I need to change the name of my MySQL database but I’m not sure about the safest approach.
Right now I export the entire database and then import it back with the different name I want. This works fine for smaller databases but becomes really slow and impractical when dealing with large databases that have tons of data.
I heard there used to be a command like ALTER DATABASE old_name RENAME TO new_name but from what I read online, this command was removed because it caused serious issues and data corruption in many cases.
My database uses InnoDB storage engine, so I need a solution that works properly with InnoDB tables since they handle data storage differently compared to MyISAM tables. What would be the most reliable method to rename my database without risking data loss or corruption?
Hit this exact problem last year with a production database. Dump and restore is definitely your safest option, especially with InnoDB tables - they’ve got complex foreign key relationships and tablespace dependencies that make direct file manipulation too risky. What really sped things up for me was using the --single-transaction flag with mysqldump for consistency, then piping straight to mysql instead of creating temp files. Try mysqldump --single-transaction old_db | mysql new_db - cuts way down on disk I/O time. For huge databases, I did it during maintenance windows and used --quick flag to grab rows one at a time instead of loading everything into memory. Takes longer but prevents the server from choking. Yeah, it’s tedious but data integrity beats speed every time.
yea, mysqldump is slow but safe. def dont rename tables directly, that can b risky. best to run it off-peak. for big dbs, MySQL Workbench’s migration wizard can do a nice job lifting the load.
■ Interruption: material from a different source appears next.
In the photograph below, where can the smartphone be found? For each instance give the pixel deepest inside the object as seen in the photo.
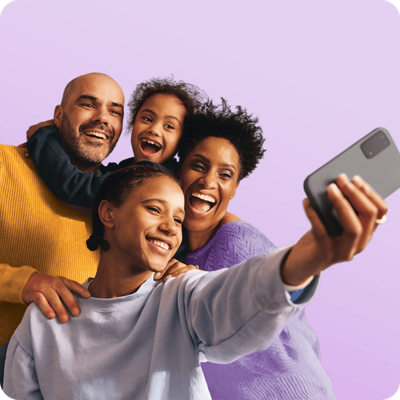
(375, 158)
Been through this headache tons of times. Yeah, mysqldump is your safest option, but here’s a trick that might speed things up. Create the new database first, then rename each table individually: RENAME TABLE old_db.table_name TO new_db.table_name. Works great with InnoDB - keeps all your foreign keys and references intact without touching the data files. Way faster than dump/restore on big datasets since it’s based on table count, not data size. Just lock writes while you’re doing it and test everything in dev first. Only catch is you’ll need double the disk space since both databases exist during the switch.